BlogU

  • Capital for Labor In Curricular Media Management?

    By Joshua Kim July 21, 2010 9:30 pm EDT

    Was hoping that you might be able to provide a reality check.

    During my talk today, "The Campus Media Flood: Causes, Consequences, and Opportunities," at the Wainhouse Research Collaboration Summit I was asked about the sustainability of college/university funding for curricular media management systems.

    Attendees wanted to know if postsecondary institutions will be willing to add the significant expense of paying for media management solutions, such as Kaltura, ShareStream, or Ensemble on to their (already stretched) budgets? If curricular media management solutions catch on, this will be yet another platform that campuses need to devote resources to licensing, integration, system administration, training and support. These expenses come on top of costs for the learning management systems (LMS) and lecture capture platforms that are becoming standard.

    My answer was "yes" - I do think that campuses will find the ROI of curricular media management systems (CMMS) compelling, and over the next 3 years many institutions will be making this investment.

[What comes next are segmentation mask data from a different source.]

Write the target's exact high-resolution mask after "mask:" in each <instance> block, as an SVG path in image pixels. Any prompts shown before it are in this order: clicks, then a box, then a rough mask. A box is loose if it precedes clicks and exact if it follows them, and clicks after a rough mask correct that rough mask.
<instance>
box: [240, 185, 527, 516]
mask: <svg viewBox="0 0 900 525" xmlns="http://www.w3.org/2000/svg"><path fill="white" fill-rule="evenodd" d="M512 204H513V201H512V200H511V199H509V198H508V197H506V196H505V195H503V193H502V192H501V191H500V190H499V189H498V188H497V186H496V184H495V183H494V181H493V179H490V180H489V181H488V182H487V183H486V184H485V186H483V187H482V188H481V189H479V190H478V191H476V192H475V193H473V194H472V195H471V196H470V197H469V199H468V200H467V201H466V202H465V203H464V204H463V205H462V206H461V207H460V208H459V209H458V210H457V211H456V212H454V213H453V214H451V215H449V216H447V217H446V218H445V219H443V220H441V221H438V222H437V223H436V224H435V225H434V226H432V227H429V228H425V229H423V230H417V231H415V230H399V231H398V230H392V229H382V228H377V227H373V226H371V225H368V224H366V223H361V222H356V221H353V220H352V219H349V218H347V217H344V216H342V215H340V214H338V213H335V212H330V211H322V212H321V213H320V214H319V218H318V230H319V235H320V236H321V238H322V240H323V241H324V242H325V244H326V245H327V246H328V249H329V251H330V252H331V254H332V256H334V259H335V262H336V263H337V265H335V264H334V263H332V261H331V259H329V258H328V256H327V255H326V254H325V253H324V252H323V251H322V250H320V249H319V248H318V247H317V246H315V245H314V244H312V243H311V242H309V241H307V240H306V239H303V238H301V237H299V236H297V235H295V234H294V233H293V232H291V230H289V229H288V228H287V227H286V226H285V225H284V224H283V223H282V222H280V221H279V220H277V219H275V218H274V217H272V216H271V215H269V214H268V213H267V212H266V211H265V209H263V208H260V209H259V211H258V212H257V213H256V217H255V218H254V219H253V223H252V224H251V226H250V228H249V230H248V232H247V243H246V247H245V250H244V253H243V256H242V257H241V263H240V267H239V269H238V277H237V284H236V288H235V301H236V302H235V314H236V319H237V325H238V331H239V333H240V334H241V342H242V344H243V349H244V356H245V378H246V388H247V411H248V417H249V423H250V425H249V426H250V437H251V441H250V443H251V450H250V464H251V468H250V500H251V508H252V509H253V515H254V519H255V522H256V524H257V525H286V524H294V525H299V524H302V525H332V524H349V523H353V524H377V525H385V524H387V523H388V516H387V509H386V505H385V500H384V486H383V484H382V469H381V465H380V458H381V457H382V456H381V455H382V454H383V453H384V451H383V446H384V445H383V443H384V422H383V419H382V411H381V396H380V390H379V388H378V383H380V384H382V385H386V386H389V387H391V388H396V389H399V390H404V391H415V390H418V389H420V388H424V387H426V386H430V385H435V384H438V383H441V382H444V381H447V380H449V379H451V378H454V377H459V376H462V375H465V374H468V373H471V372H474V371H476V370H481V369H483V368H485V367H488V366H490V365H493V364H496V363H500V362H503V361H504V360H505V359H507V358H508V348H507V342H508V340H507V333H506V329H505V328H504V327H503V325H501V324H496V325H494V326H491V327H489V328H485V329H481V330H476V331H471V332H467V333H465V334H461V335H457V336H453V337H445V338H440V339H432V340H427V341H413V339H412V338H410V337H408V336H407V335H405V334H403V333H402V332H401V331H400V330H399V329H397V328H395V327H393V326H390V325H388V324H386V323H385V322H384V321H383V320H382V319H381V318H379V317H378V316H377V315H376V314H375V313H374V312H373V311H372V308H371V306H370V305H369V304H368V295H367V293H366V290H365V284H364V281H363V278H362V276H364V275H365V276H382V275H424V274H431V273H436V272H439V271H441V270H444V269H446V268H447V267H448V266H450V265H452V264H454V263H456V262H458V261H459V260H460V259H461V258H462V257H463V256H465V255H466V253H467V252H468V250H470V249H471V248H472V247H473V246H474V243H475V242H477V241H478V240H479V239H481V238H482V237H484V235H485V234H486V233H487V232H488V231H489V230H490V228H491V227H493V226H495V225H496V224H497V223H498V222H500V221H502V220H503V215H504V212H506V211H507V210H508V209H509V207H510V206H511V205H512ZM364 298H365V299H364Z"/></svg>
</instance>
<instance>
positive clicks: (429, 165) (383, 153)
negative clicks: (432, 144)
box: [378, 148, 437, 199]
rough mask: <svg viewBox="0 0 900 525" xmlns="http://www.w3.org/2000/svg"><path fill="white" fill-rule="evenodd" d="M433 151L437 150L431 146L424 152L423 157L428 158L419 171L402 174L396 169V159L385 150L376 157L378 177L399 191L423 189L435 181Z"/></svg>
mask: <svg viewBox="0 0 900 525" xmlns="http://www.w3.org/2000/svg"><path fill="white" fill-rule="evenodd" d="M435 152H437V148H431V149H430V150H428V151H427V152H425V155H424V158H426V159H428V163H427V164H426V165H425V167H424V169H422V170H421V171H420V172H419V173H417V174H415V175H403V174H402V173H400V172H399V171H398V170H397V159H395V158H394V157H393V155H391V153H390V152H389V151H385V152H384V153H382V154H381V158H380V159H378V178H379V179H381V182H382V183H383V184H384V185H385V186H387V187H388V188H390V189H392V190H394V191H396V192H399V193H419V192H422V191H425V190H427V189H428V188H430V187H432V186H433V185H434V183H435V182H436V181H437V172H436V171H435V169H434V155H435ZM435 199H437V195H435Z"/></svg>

    My rationale goes something like this:

    1. Campuses are currently dealing with a "flood" of campus media, everything from videos used in the curriculum to media digitized by the library to media recorded by lecture capture systems in classes and campus events to original video mashups and presentation captures produced by students and faculty.

    2. There exists a strong demand for a service that can ingest all this video (in whatever format), process the files, and create new video files that can be easily discovered and published to the learning management system, institution web pages, iTunesU or YouTube/EDU, and mobile devices such as the iPad.

    3. Currently, this work is mostly done manually by media, technology and instructional design professionals. This manual encoding, uploading, and placing of video is time consuming and inefficient and expensive, as it takes up a large and rapidly growing portion of staff time.

    So the argument in that the CMMS will be a system that will allow campuses to substitute capital for labor. The choice will be to either hire more people to keep up with the media flood (or have the same people not do other tasks), or find ways to create automated and self-serve processes. This investment will therefore not only save resources in medium-to-long term, but also provide new learning and communication tools to our students, faculty, prospective students and alumni. The media flood on campus will not recede, and in fact will threaten to overwhelm academic technology, IT and media departments unless the proper tools are put in place to deal with both the supply and demand side of the campus media equation.

    What do you think? Do you buy my argument? Are you looking at CMMS systems for your campus?

Advertisement

Comments on Capital for Labor In Curricular Media Management?

  • Managed media services.. without a doubt!
  • Posted by Kirit Basu , Associate Director/ Academic Technology at University of New Hampshire on July 23, 2010 at 1:00pm EDT
  • Joshua,
    I agree, a system with a comprehensive media services portfolio ( curricular or otherwise) is very compelling indeed.

    Media (especially video) is obviously ubiquitous at an individual level right now, but to be able to support it in a consistent manner as an institute, is labor intensive and expensive in the long term.

    Most faculty who are interested in using media for their courses are rightly not interested in format wars, file sizes, download speeds and the myriad of technical hurdles that the IT support organization needs to be prepared to deal with when inventing or integrating custom solutions.
    And as we all know lifecycle costs are the real killer with custom solutions.

    A system that is able to provide a user an end-to-end solution for their media artifacts (creating/editing/publishing) in one environment and more importantly from the IT organization's standpoint, tied in to appropriate authentication and access control mechanisms (read LMS) is almost a no-brainer.